The rehearsal hall was just as dank and dreary as the day, and it was freezing because, as always, the heat wasn’t working. Why were all rehearsal halls like this? They were the most unpleasant and depressing looking places you could ever want to work in—the atmosphere was oppressive and ugly and grim. In a room like that you were expected to make magic. It was to wonder.

Arthur took off his sopping-wet raincoat and hung it up on a coat rack in the corner.

“Arthur, you’re making a puddle,” bellowed Conrad Ballinger, the show’s bombastic and charismatic producer.

Everyone turned and looked at Arthur, whose dripping clothes were indeed making a nice little puddle on the floor.

“Yes, I always make a puddle when I enter a room. It’s an attention getter,” replied Arthur. That line was followed by an epic sneeze that was so loud they probably could have heard it in Queens.

 

Review by Richard Valley Scarlet Street Magazine

Bruce Kimmel puts his talent for evoking the past, utilized so winningly in his nostalgic Benjamin Kritzer trilogy, to a sinister new purpose in Writer’s Block, a witty, disturbing murder mystery set in the late 1960s.

  Broadway is the setting, and the plot revolves around a new musical called BUS AND TRUCK, a sort of KISS ME KATE combo of backstage antics and show-within-a-show. The year is 1969. We follow the first reading of the script (at which the librettist, songwriter, producer, director, and cast all realize that, while the first act is socko, the second is a lox) to rehearsals in the Bronx, then on to out-of-town tryouts in New Haven and Boston, back to Manhattan for previews, and finally to opening night—where producer Conrad Ballinger steps out on the stage during the curtain calls and dramatically proclaims that a key member of the BUS AND TRUCK production team is dead.

  Sound familiar? Producer David Merrick did just that very thing on August 25, 1980, when he announced to the stunned cast and opening-night audience of 42ND STREET that the show’s choreographer and director, Gower Champion, had died. Ah, but here’s the catch—Champion died of a rare blood cancer; the novel’s decedent dies in a fire, the tragic result of falling asleep with a lit cigarette. That’s what the police say, anyway, but librettist Arthur Myerson begins to ponder, and what he ponders is whether the much-loathed, sexually masochistic victim—who threatened Ballinger with the disruption of the show, who seduced and harassed both chorus girl Allison and chorus boy Eddie, who fought bitterly with director Galen Chapman—was murdered.

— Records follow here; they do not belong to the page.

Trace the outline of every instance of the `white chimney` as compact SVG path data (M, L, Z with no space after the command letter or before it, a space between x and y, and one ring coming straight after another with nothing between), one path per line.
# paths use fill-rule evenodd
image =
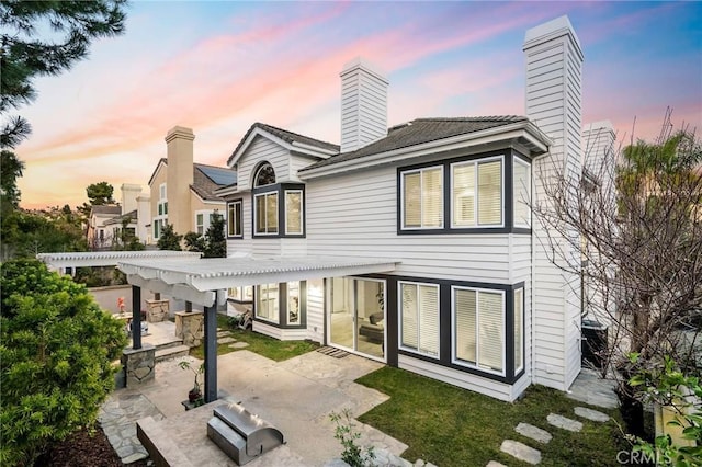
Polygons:
M375 66L355 58L341 76L341 152L387 135L388 80Z
M533 201L553 208L544 186L565 176L577 187L582 173L582 49L570 21L561 16L526 31L523 50L526 116L554 141L532 164ZM532 235L532 381L567 390L580 373L580 277L553 264L550 247L559 265L579 262L579 234L559 237L537 220Z
M136 198L141 194L141 185L123 183L122 191L122 214L127 214L137 209Z

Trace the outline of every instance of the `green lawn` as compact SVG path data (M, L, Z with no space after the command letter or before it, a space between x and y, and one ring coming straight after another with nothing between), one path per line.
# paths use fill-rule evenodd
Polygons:
M573 408L588 406L543 386L531 387L521 400L508 403L387 366L358 383L390 396L359 420L409 445L403 457L411 462L421 458L440 467L464 467L498 460L526 466L500 452L506 438L540 449L543 466L618 465L616 453L626 448L616 425L621 424L616 410L592 407L614 417L616 423L578 419ZM580 420L582 431L570 433L551 426L546 422L551 412ZM540 445L518 434L514 428L519 422L548 431L553 440Z
M229 327L227 317L222 315L217 315L217 327L220 330L229 331L231 337L238 342L246 342L249 344L244 349L231 349L228 343L218 344L217 355L224 355L225 353L236 352L238 350L248 350L276 362L282 362L318 348L316 343L309 341L279 341L278 339L269 338L268 335L260 334L258 332L242 331L238 328L233 329ZM203 345L192 348L190 350L190 354L197 358L204 358L205 349Z

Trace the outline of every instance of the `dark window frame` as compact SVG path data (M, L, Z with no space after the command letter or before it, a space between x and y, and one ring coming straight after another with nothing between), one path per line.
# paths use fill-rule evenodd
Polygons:
M482 159L490 159L501 156L502 167L502 226L501 227L452 227L453 225L453 193L452 193L452 172L451 167L454 163L476 161ZM434 160L431 162L422 162L412 166L404 166L397 168L397 206L396 223L398 236L411 235L483 235L483 234L531 234L532 228L525 228L514 225L514 193L513 193L513 166L514 158L519 158L522 162L533 168L531 159L513 148L496 149L477 155L460 156L450 159ZM403 193L403 174L405 172L416 171L426 168L443 167L443 227L441 228L404 228L404 193ZM531 173L531 172L530 172ZM477 186L476 186L477 190ZM533 192L532 192L533 197ZM477 216L477 212L476 212ZM533 221L532 221L533 226Z
M230 213L230 207L235 206L235 205L239 205L239 212L236 212L236 208L234 209L234 216L235 216L235 234L230 234L229 232L229 216L231 215ZM239 231L240 234L236 234L236 226L239 227ZM244 238L244 198L236 198L236 200L231 200L231 201L227 201L227 238L229 239L242 239Z
M286 193L288 191L302 192L301 194L301 234L286 234ZM257 195L265 193L278 193L278 232L276 234L258 234L256 231L256 197ZM307 237L307 208L306 208L306 193L304 183L275 183L272 185L264 185L256 187L251 191L251 236L253 238L306 238Z

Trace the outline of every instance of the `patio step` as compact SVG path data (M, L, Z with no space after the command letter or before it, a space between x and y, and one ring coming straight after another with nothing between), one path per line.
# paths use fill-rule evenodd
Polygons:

  The events that take place in Writer’s Block are a dizzying, exhilarating blend of fact and fiction. Galen Chapman is, of course, based on Champion (with a flash of Fosse). BUS AND TRUCK’s veteran stars Mary Masters and Robert O’Brien recall Mary Martin and Robert Preston, who actually costarred on Broadway in I DO! I DO! (1966). Songwriter Stanley Sherman is sort of an Even Stephen—namely, Sondheim and Schwartz—but it’s Arthur Myerson who, like Sondheim, loves to play games. Arthur also loves to write song parodies, including one for a musical version of PSYCHO (sung to the tune of “I’m Lovely” from A FUNNY THING HAPPENED ON THE WAY TO THE FORUM):

I’m Psycho
What I am is Psycho
I’m a little Psycho in my head
Shower
You don’t want to shower
Or within the hour
You’ll be dead.

  The novel’s murder isn’t based on an actual crime, but so vividly does Kimmel bring the period to life, so deftly does he weave imaginary events with genuine theater history—Mary Martin’s difficulties remembering her lines, Stephen Schwartz’s conflict with Bob Fosse during the 1972 production of PIPPIN, David Merrick’s shocking revelation—that even the most learned show biz aficionado will wonder how the news of a brash young Broadwayite’s fiery finish ever escaped his knowledge.

  Writer’s Block is extraordinarily clever throughout, but never more so than when Kimmel performs some theatrical sleight of hand in a manner that’s positively Hitchcockian. The Master of Suspense, who in such classic thrillers as THE 39 STEPS (1935), STAGE FRIGHT (1950), and TORN CURTAIN (1966) explored the ever deceptive world of the theater, would have smiled. And so will you.